Colaberry AI

The enterprise AI platform catalog. 2,500+ agents, skills, MCP servers, and tools. One knowledge graph.
AEO-first architecture — built for AI answer engines, not just search engines.

What It Does

Colaberry AI is a catalog and knowledge graph for the enterprise AI ecosystem. It organizes agents, skills, MCP servers, tools, podcasts, and LLM architectures into a queryable, cross-referenced platform — designed so AI answer engines (ChatGPT, Claude, Perplexity) can cite it directly.

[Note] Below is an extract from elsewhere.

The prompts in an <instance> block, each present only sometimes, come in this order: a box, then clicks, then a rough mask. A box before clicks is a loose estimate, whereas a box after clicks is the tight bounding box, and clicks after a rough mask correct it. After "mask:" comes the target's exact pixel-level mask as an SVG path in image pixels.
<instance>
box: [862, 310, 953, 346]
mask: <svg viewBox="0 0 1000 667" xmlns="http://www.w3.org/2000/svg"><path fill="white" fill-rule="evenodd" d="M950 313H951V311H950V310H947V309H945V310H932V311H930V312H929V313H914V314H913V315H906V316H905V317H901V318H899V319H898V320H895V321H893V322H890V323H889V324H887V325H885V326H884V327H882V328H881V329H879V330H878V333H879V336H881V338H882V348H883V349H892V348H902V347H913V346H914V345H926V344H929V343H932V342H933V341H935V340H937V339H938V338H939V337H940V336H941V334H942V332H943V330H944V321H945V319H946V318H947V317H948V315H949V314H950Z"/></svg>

Every piece of content lives in a 3-layer ontology: Taxonomy (categories) -> Relation Graph (cross-type connections) -> Collections (curated bundles). A "Data Pipeline" skill links to the MCP servers it connects through, the agents that orchestrate it, and the podcast episodes that discuss it.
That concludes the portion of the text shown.